Though considered a success, not everyone was a fan of Schaefer’s big ideas. “Spending all that taxpayer money on U.S. 50 and calling it a ‘Reach the Beach’ program is equivalent to widening the Jones Falls Expressway under a ‘Get to Pennsylvania Faster’ sign,” wrote The Sun’s Peter Jensen in 1991. “Most hardcore Shoremen would like to blow up the Bay Bridges and let the fool chicken-neckers swim.”

Not that Schaefer always loved them back. “How’s that shithouse of an Eastern Shore?” he was once overheard asking a local delegate, leading a band of angry residents to bring a parade of wooden outhouses and bags of manure to the State House.

Secretary Harry Hughes takes the first Bay Bridge toll. Courtesy of MDTA

hether they liked it or not, the Eastern Shore would experience a watershed moment with the Bay Bridge, as projected by The New York Times in 1952: “It is expected to bring the Eastern Shore and the Western Shores of the state...into closer unity of thought and habit, and to work other important social and economic changes—all in time, of course,” particularly in counties along the beach corridor.

The crossings opened the floodgates for tourism and recreation, expanded markets for its pride-and-joy produce and seafood, increased populations with newfound commuter access to more job opportunities on the Western Shore, and with it, diversified mindsets in a region reluctant to give up Jim Crow.
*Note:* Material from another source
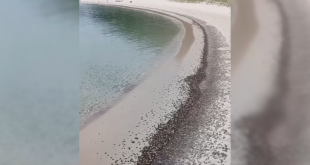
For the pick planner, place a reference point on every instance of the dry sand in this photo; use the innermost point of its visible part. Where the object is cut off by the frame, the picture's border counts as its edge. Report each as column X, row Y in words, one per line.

Since 1970, Queen Anne’s County grew from 18,500 to 50,163 residents, whereas just south, Talbot County jumped 19,428 to 37,626 since 1950, even as empty beaches now stand where forgotten ferry-era resorts like Tolchester and Claiborne once prospered.

Before he moved to Queen Anne’s full-time in 2000, resident Jay Falstad had been traveling across the Bay Bridge since 1976, watching mom-and-pop restaurants like Holly’s in Grasonville give way to Royal Farms gas stations and the old Kent Narrows drawbridge get buried beneath an overpass.

“Route 50 used to be a country highway, but it’s not one any longer,” says Falstad, director of the Queen Anne’s Conservation Association, established in 1969 to protect the county’s natural resources and rural character, notably through legal challenges to the Four Seasons retirement condominiums in Chester, which might be the largest subdivision in the Chesapeake Bay’s Critical Areas. “Our biggest fear is not just what a new crossing would do to Queen Anne’s County, but the entire Delmarva Peninsula.”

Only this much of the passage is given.